Study of Effects of Parent Training on Parental Activation in Conflict-Affected Communities in Palestine

Saturday, May 14, 2016: 11:30 AM-1:30 PM
Hall A (Baltimore Convention Center)
M. Diamond1, L. Keenan2 and M. Habash3, (1)A Global Voice for Autism, Minneapolis, MN, (2)A Global Voice for Autism, Abu Dhabi, United Arab Emirates, (3)A Global Voice for Autism, Ottawa, ON, Canada
Background: In spite of frequent autism diagnoses, few services exist to support children with autism and their families in the West Bank, Palestine. Due to the lack of evidence-based programs to support children with autism, many families rely on professionals with little training that use methods with no evidence-based backing and see few results.
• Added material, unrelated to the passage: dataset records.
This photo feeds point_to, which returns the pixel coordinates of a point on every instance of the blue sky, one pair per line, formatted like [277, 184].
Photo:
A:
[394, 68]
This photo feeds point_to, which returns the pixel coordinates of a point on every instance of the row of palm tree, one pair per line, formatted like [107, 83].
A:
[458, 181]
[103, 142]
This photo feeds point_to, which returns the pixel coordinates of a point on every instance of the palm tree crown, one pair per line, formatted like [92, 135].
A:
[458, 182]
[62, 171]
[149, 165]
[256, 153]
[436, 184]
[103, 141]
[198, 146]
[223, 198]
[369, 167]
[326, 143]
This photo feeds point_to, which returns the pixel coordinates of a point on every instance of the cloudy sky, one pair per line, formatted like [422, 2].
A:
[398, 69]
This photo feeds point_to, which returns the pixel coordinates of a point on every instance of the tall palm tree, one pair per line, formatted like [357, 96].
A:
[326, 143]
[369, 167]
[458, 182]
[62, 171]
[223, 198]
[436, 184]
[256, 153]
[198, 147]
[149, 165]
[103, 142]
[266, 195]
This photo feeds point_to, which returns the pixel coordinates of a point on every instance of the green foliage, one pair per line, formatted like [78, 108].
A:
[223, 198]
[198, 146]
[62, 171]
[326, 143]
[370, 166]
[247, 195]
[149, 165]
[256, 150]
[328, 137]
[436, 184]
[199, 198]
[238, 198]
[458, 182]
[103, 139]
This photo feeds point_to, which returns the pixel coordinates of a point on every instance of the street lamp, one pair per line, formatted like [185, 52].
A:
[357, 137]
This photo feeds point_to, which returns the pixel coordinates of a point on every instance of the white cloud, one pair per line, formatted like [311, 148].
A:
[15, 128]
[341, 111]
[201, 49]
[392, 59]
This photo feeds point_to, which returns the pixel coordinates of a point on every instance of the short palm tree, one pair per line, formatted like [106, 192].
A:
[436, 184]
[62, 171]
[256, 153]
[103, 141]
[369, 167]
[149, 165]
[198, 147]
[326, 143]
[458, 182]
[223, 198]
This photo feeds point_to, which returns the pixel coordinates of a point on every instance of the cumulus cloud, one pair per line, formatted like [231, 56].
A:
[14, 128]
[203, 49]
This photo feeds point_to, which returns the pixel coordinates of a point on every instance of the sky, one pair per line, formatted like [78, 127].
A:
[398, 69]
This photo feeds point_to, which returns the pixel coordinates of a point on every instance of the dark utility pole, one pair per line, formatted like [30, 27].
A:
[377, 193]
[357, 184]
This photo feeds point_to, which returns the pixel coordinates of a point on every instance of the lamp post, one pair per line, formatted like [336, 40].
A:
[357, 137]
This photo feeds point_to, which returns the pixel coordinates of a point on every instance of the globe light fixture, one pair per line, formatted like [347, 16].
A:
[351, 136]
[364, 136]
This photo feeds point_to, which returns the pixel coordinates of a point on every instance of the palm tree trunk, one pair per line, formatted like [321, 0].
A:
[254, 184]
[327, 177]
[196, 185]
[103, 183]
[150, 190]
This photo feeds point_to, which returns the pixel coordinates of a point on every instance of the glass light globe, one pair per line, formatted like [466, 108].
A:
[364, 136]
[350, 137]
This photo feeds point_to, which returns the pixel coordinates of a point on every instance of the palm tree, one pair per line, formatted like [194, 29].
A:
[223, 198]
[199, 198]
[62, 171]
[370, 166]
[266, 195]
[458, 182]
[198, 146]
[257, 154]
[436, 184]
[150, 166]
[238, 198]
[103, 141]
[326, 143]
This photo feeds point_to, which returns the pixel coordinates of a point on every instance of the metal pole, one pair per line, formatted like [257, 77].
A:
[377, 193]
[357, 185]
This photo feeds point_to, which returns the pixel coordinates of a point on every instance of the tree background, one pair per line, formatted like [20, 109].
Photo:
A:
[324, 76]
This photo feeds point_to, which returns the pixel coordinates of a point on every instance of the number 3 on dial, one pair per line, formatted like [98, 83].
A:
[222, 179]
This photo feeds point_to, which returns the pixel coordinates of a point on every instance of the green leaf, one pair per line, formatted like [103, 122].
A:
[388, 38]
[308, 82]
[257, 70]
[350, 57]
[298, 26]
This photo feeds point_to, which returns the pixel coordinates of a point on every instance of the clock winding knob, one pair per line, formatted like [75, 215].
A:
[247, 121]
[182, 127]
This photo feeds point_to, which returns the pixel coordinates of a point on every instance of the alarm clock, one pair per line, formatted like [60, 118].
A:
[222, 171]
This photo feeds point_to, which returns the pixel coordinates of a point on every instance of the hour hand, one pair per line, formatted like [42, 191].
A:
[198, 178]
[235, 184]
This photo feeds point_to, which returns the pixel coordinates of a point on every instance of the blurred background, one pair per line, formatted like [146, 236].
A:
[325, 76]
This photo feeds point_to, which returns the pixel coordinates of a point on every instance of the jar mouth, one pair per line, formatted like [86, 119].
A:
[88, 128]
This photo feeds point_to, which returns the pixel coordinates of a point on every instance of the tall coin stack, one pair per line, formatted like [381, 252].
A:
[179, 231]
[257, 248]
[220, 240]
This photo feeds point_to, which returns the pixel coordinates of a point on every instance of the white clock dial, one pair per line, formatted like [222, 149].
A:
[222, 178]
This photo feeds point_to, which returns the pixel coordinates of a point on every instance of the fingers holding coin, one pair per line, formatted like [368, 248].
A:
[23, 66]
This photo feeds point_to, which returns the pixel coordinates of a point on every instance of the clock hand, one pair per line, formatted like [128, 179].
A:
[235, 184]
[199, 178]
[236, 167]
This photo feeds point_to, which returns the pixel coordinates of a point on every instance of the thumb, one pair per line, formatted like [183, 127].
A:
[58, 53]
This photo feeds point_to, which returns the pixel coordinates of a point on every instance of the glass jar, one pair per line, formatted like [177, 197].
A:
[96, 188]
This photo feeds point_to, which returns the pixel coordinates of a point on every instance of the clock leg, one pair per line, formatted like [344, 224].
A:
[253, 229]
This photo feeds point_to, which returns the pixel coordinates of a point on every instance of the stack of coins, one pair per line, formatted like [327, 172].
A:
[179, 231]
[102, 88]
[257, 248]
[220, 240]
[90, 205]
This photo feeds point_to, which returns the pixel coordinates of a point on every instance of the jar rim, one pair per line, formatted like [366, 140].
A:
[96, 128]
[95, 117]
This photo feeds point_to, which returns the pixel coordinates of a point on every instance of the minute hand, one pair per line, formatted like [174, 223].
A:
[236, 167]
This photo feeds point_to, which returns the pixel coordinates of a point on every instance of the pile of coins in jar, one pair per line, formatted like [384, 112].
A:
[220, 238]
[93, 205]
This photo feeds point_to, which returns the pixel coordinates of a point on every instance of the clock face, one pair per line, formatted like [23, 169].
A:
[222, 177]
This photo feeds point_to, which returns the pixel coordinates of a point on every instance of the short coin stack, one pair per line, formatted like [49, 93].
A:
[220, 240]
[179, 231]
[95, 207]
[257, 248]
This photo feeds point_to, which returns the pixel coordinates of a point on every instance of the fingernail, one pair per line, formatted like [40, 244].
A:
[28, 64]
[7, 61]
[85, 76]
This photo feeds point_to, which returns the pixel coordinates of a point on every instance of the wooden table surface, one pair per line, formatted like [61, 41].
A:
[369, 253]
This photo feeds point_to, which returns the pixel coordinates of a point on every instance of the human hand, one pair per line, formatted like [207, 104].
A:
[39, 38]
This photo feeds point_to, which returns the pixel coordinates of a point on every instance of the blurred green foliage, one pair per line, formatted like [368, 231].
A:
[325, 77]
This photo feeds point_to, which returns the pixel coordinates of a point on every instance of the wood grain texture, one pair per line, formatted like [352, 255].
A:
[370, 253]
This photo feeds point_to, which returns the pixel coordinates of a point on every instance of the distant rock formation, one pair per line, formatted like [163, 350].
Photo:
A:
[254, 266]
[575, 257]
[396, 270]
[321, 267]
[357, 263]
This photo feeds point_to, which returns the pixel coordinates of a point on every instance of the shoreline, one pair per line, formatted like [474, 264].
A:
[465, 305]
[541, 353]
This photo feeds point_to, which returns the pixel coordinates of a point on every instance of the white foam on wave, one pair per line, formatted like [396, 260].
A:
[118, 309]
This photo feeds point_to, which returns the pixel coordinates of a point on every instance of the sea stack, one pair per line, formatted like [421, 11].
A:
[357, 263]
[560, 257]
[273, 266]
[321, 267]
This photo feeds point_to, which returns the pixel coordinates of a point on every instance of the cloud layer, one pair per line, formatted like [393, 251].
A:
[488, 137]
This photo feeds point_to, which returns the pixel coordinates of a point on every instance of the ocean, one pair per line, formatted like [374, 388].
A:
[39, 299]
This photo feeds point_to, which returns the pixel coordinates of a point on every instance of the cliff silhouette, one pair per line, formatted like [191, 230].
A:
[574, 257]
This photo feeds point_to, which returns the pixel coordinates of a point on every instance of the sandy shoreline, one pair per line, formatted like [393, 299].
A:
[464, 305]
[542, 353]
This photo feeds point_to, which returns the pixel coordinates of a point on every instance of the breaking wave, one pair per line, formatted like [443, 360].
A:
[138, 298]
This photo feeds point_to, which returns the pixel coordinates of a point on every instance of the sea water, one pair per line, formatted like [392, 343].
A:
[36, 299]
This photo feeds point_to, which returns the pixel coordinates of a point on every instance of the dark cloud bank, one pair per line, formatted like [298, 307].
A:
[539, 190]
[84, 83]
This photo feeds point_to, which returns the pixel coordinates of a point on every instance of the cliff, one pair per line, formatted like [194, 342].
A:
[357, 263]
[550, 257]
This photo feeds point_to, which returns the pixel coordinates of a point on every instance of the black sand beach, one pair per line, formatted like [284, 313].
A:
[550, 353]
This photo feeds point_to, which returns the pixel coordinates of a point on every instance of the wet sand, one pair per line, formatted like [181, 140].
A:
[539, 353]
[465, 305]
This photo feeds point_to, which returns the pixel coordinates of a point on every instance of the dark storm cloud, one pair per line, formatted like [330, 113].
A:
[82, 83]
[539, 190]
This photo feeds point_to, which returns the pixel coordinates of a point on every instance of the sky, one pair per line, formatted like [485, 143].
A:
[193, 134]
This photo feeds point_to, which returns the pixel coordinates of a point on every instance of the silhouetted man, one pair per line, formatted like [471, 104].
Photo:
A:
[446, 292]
These parents develop feelings of hopelessness and believe that nothing will help their children with autism acquire skills. This study investigates the impact of parent training on parental activation in the support of their children with autism in Ramallah, Palestine.

Objectives:  To assess changes in parental activation in Palestinian mothers after participation in a 12-week parent training program about evidence-based practices.

Methods:  A total of eight families (n=8) of children who have been diagnoses with autism spectrum disorders in Ramallah, Palestine participated in this study. The primary caregiving parent completed Insignia Health’s Patient Activation Measure as well as an assessment of parental confidence as related to their child’s care in Arabic prior to participating in a 12-week parent-training program. Caregivers and their children with autism then participated in a 12-week parent-training program that included both didactic and theoretical training components. At the end of the program, primary caregivers completed the Patient Activation Measure and parental confidence measure again and changes in activation levels were calculated.

Results:  Results suggested that parent training resulted in increased parental confidence in supporting their child’s needs as well increased parental activation and ownership over the care of their child with autism. In the six months following the program, we found that parents with higher activation levels at the end of the program had a greater retention rate in the program’s follow-up components while there was attrition from caregivers with lower activation scores.

Conclusions:  Parent training can increase parental activation by showing parents in conflict-affected communities that they can take ownership of their child with autism’s care. Furthermore, parents with higher activation levels are more likely to follow through with support programs for their children with autism and to prioritize their child’s needs.